Alternative investments are crucial for portfolio diversification — and in some cases, they may rank among the best investments you’ll ever make.
Savvy institutional investors and high net worth individuals are shifting their exposure away from stocks and into alternatives such as real estate, private equity and cryptocurrencies to tap into new and diversified investment strategies. Alternatives offer both institutional and retail investors the potential for higher returns and also provide exposure to assets that are uncorrelated to public markets, which can shelter your portfolio during times of market volatility.
Using Alternatives To Build Wealth
At my company, a retirement portfolio investment tool, I’ve seen scores of investors tap into their tax-advantaged savings to make investments in a wide range of alternative asset classes. While real estate remains one of the most common asset classes for these investors, many are using their retirement wealth to invest in cryptocurrencies, peer-to-peer loans, direct business equity and many more.
Alternatives can not only enhance portfolio diversification but also operate as a means to build substantial wealth. Four self-made millionaires recently described the best investments they ever made, and none highlighted traditional stock market investments.

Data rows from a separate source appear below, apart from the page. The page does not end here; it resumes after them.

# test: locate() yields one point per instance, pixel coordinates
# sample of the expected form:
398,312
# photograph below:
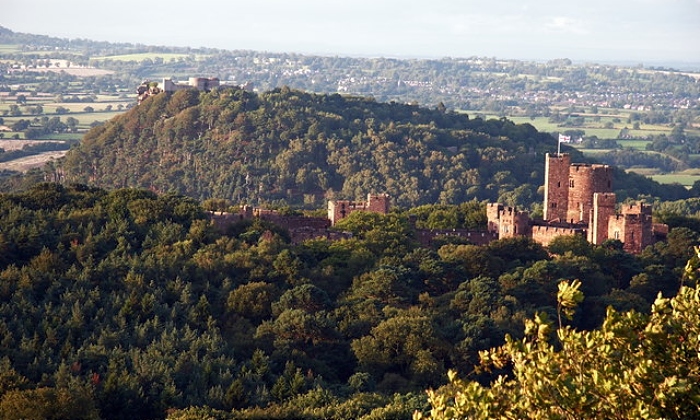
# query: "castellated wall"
584,181
603,210
507,221
633,227
544,234
556,187
340,209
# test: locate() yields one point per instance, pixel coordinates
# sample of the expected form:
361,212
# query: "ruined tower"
569,188
556,187
603,210
584,181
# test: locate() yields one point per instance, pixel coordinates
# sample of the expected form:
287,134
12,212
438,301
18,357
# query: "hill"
287,147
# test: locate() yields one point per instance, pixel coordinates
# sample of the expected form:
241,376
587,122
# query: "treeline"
287,147
127,304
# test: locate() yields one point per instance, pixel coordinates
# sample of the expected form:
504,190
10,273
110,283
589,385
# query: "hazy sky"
640,31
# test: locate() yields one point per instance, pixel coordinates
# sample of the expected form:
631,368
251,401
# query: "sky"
646,32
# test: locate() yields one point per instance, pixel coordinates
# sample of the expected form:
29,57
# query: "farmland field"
167,57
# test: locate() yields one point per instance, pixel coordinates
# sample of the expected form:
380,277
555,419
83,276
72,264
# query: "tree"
633,366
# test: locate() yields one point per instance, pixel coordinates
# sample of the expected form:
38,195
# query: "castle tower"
493,215
584,181
603,209
513,223
633,227
556,187
378,203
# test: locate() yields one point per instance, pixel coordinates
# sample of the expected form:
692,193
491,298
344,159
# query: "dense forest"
287,147
127,304
119,298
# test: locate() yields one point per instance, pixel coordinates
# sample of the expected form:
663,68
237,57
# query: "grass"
679,178
9,48
167,57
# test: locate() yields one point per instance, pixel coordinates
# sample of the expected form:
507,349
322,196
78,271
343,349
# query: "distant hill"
287,147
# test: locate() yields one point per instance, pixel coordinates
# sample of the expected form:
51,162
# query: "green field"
680,178
9,48
167,57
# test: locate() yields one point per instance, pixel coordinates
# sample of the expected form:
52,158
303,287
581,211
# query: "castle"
148,88
578,200
340,209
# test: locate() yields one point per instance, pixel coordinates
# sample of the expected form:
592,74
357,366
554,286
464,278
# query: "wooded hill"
287,147
126,304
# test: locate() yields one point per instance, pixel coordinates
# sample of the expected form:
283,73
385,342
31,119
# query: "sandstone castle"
578,200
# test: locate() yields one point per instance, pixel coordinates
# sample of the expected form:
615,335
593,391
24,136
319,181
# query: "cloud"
563,24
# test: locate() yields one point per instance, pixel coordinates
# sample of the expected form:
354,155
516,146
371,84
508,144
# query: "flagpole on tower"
559,146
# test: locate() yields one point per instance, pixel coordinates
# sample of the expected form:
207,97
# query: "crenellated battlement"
579,201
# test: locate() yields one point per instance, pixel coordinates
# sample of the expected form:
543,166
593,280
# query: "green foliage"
129,304
280,145
633,366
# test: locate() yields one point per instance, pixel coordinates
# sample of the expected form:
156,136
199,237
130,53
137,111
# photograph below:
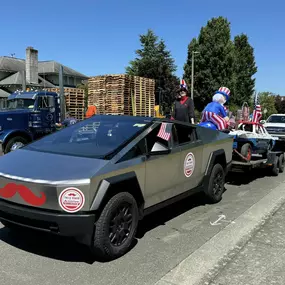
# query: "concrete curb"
203,264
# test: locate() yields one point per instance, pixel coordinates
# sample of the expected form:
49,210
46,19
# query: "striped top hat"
183,84
224,91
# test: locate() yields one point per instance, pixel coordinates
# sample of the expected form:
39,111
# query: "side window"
138,150
145,145
45,102
185,134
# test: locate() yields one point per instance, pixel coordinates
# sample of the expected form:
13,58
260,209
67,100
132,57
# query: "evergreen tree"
243,70
155,61
213,64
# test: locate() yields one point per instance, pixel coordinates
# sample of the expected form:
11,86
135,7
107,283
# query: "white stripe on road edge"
203,264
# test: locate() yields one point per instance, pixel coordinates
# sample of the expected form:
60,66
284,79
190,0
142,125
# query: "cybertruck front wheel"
215,188
116,227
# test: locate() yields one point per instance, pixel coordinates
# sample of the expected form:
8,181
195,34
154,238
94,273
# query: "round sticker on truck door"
189,164
71,200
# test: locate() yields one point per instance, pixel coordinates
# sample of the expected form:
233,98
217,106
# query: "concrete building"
16,74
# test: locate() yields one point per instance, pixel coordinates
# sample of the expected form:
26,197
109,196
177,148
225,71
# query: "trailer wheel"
246,151
15,143
281,162
275,168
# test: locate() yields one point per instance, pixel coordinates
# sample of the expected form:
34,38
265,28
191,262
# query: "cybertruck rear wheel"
215,188
116,227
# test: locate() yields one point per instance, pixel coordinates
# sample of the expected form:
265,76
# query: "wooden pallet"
74,101
114,93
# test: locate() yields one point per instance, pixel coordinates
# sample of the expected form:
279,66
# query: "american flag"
257,114
165,131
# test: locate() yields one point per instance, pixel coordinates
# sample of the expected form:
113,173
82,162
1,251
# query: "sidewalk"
262,260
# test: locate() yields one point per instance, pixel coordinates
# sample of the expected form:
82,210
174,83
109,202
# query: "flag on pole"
165,131
257,114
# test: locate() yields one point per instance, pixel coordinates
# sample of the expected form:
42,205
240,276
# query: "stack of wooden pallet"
74,101
122,95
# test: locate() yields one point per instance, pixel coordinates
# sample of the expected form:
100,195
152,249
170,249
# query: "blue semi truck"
28,116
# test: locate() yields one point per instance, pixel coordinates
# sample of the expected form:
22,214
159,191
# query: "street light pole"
192,74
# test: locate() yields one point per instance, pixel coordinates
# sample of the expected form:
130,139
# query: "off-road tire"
274,169
246,151
12,141
102,246
215,188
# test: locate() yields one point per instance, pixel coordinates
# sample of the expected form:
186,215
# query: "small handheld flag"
165,131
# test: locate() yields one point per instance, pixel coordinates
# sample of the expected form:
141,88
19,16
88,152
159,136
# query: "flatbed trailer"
274,163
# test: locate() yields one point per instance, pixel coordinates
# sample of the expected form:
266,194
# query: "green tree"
213,61
244,68
155,61
267,102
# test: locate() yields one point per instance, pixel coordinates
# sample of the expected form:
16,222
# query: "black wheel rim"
121,225
218,182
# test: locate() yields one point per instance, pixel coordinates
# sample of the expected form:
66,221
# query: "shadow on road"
239,179
69,250
168,213
50,246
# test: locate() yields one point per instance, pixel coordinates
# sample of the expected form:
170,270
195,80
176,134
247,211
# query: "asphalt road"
164,240
261,261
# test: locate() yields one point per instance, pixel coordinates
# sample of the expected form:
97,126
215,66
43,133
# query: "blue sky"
100,36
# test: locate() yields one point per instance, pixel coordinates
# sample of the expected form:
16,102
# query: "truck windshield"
21,104
276,119
97,137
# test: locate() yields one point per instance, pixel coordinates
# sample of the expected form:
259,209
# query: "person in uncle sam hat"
215,111
183,109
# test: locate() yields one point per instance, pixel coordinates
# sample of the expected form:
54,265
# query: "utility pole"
61,94
192,74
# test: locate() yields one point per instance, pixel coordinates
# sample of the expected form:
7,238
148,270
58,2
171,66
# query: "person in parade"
215,111
91,111
183,109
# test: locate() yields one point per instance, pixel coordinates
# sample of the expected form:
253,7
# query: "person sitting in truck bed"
91,111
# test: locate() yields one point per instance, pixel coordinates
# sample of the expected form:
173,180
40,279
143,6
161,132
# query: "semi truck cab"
28,116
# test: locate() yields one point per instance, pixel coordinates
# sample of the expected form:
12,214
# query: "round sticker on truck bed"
71,200
189,164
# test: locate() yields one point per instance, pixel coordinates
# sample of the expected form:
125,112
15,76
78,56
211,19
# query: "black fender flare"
127,182
217,156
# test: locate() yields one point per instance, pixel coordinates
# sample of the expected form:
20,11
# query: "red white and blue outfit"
215,112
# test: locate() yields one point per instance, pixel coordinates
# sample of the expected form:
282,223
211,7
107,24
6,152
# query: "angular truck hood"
277,125
47,168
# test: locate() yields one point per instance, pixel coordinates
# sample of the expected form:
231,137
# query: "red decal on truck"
11,189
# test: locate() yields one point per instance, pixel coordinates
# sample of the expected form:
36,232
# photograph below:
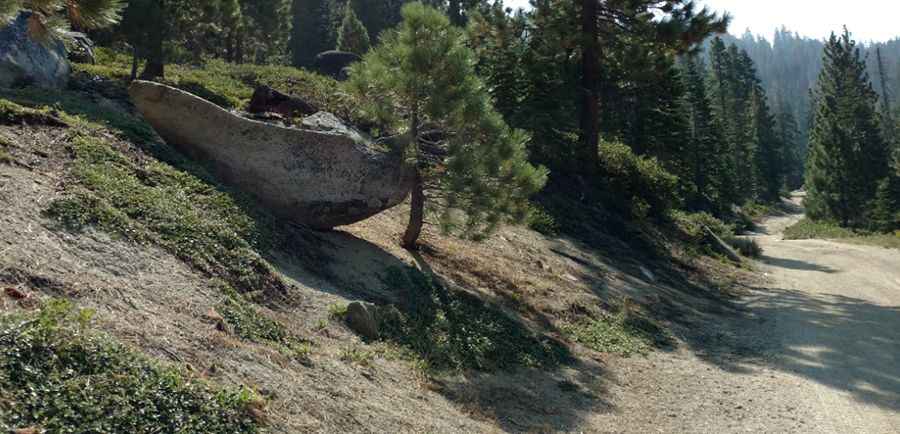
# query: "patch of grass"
58,376
231,85
69,107
250,324
150,201
13,113
357,356
541,221
337,310
621,333
808,229
451,330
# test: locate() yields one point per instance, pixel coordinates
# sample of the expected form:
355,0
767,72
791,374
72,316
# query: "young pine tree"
794,153
848,156
352,35
421,78
885,208
52,15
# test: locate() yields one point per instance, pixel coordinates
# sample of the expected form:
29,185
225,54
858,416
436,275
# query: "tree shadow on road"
844,343
794,264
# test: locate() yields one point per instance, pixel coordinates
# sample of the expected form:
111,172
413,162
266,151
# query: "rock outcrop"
320,179
268,100
24,60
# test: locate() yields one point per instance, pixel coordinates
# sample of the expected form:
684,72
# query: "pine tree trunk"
416,214
135,60
417,201
455,13
155,66
229,47
590,103
239,48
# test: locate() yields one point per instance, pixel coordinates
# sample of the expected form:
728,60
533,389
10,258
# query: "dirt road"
837,315
813,348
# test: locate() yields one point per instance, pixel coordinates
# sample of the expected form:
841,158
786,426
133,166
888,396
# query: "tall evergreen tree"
848,156
707,161
309,33
52,15
422,74
352,35
794,151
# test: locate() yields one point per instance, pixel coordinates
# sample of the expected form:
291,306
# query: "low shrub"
624,333
56,374
745,246
452,330
636,185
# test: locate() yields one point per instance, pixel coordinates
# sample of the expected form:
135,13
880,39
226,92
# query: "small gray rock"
26,61
362,319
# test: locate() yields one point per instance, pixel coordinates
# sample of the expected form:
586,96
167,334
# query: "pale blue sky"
869,20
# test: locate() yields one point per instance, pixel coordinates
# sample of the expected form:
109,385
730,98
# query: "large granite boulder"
26,61
321,179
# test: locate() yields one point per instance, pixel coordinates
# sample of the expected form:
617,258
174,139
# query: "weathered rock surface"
335,63
320,179
26,61
268,100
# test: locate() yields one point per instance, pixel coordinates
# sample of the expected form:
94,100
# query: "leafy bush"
745,246
636,185
154,202
57,375
623,333
452,330
542,221
808,229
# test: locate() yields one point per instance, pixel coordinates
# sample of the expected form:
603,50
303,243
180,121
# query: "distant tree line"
618,99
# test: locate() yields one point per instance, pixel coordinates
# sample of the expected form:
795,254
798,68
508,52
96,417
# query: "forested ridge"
729,117
463,205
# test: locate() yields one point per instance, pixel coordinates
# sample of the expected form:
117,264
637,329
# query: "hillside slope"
522,332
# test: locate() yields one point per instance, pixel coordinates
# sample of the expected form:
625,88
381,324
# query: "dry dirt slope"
721,371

One self-made millionaire received equity in AOL when it was just a fledgling tech startup, while another was an early stage investor in luxury shoe brand Jimmie Choo. One flipped commercial real estate, and the last capitalized on a small stake in Microsoft’s growth in the 1990s as well as California’s residential real estate bubble prior to the Great Recession. The common theme here is that all of these nontraditional investments ranks as the best investments these four ever made. Their stories aren’t about buying shares of Coca-Cola or General Electric in the 1960s, but rather how they amassed personal wealth through key alternative investments.
Although investing in alternatives such as tech startups can be a bit riskier than traditional stock market investments, the upside can be life-changing if you do hit that home run. Investing in more tangible assets such as real estate can provide more safety, and countless retail investors have leveraged initial investments in real estate to build significant portfolios of real assets that provide substantial wealth and monthly income.
Retirement investors can tap into wealth they’ve already accumulated to construct an alternative and private portfolio as part of their overall asset base. This diversified strategy means investors don’t have to bet on just one company and hope they hit a home run; they can bet across multiple asset classes such as direct equity investments into early stage companies, real estate and digital currencies.
Diversification into alternative assets could be essential to crafting a well-balanced 21st century portfolio that can withstand periods of economic volatility and generate substantial tax-deferred returns. The upside potential can pay dividends that investors typically won’t see with their standard market investments.
Best Practices For Investing In Alternative Assets
Unlike traditional investing in most publicly offered assets, where conservative investors can follow the traditional 80/20 or 60/40 rule and allocate the bulk of their portfolio to less volatile assets such as low-yield bonds and other fixed-income products and a more modest percent into riskier high-growth stocks, there’s no real road map for investing in alternative assets. That’s mostly because alternatives encompass such a wide range of investment options, from cryptocurrencies to oil and gas leases to real estate.
Two primary drivers for alternative investment allocation are the individual investor’s appetite for risk and his or her age. Older investors nearing retirement age aren’t as likely to allocate the bulk of their portfolio into private equity or other assets that have the potential to go bust. Younger investors, on the other hand, may be more comfortable allocating a significant portion of their investment funds into cryptocurrencies, private business equity, peer-to-peer loans or crowdfunding opportunities because they’re better positioned to weather longer hold times and cyclical downturns across their investments.
Alternative investors also would be wise to hedge their risk by spreading investments across a wide range of asset classes rather than single-stream investing, which can create a large amount of asset-specific risk. Diversification creates a buffer against cyclical swings in real estate, regional economies and downturns in public markets. Portfolios containing 15 to 20 assets can offer a greatly reduced risk profile, as well as increased opportunity for high-yield growth from several successful investments.
Investors should perform extensive due diligence on prospective investments to determine which alternatives are best for them since risk profiles vary greatly depending on the nature of the asset class. Primary concerns for private equity investments for startups, for example, include ensuring valuations are correct and stringent cash management principles are in place, the business has the potential to scale and executive management has the ability to execute. Some investors engage third-party risk aggregators to collect, process and analyze this vital information.
There’s no single approach that’s superior when it comes to alternative investing. Prudent investors often blend a range of traditional investments with a mixed portfolio of alternatives to improve expected returns and spread risk. Alternative investors also should consider their and personal expertise, familiarity and ability to execute within a given asset class. The alternative space continues to expand, and investment strategies should remain fluid in order to adapt to rapid change and new opportunities.